We're going to go ahead and assume that if you're reading this right now, chances are, you're at your desk and not at the beach. Please know that our hearts go out to you. While today is being considered by some employers to be an extension of the July 4th holiday, many Americans have had to leave sun, sand, and hot dogs behind to type through their hangovers, fighting that midsummer burnout. U-S-A! U-S-A!
Let's be clear: We're all about hard work. Nevertheless, we weren't sure whether to laugh or cry when we read the following in the Telegraph: "On a recent trip to America, I was fascinated by the work ethic there. The norm is two weeks holiday a year and the hours are long, typically 8am to 5pm. If you do not consider that your work is your life, then you have very little time for ‘living’ at all."
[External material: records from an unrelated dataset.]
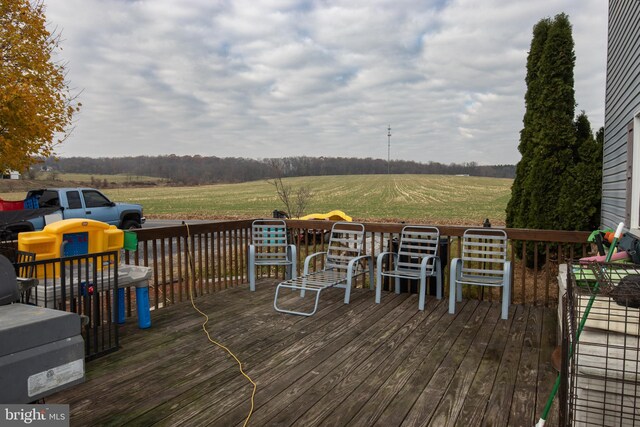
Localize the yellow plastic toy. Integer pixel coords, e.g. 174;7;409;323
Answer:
298;210;353;222
18;218;124;279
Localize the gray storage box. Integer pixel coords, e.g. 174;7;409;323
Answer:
0;304;84;403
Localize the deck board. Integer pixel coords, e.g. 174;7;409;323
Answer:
47;279;557;426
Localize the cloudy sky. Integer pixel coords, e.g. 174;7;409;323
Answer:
45;0;607;164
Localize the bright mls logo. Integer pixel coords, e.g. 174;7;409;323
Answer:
0;405;69;427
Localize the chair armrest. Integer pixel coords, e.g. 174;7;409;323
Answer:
376;251;398;266
449;258;462;280
287;243;298;261
303;251;327;276
347;255;373;277
504;261;511;283
420;255;440;274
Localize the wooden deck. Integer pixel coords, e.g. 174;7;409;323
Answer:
47;281;557;426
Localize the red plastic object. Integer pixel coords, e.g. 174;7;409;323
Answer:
0;199;24;211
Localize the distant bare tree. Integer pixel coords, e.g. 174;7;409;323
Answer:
22;166;39;179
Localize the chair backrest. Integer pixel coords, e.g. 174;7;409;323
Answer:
251;219;288;261
462;228;507;279
396;225;440;272
325;222;365;271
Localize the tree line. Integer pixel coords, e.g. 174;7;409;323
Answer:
44;155;515;185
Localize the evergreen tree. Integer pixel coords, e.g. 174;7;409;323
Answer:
523;14;576;230
558;111;604;230
506;18;551;228
507;13;602;262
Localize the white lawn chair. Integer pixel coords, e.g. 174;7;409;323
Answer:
273;222;373;316
376;225;442;310
449;228;511;319
247;219;297;291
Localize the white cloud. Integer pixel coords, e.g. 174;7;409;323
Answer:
47;0;607;164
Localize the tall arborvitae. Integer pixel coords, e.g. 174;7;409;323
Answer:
506;18;551;228
507;14;602;261
558;111;603;230
524;14;576;230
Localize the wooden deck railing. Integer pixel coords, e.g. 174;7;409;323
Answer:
125;220;591;316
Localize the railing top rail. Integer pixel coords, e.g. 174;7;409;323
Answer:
136;219;590;243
Hold up. Who considers leaving the office at 5 p.m. a long day? If our days ended at 5 p.m., the world would be our oyster. Not that we're complaining. But, at least for people we know, the eight-hour work day seems to have gone the way of kitten-heel flip flops and landline phones (may they rest in peace).
The author focuses her essay on a special edition of BBC Radio 4’s Woman’s Hour about powerful women. She says, "The debate was drawn inexorably to work/life balance. I’ve always been a little confused by this. What is work? What is life?" Girlfriend, preach. What is life but one long to-do list, some of which comes with a paycheck and some of which does not?
We pretty much ditched the concept of work/life balance long ago, since it seems like a constantly plugged-in work life has just become the status quo. Is that healthy? Who knows — if you love what you do, it's not necessarily a bad thing. What we find fascinating is how shocking our work schedules are to someone from a different country. Are we Americans that unusual to a Brit?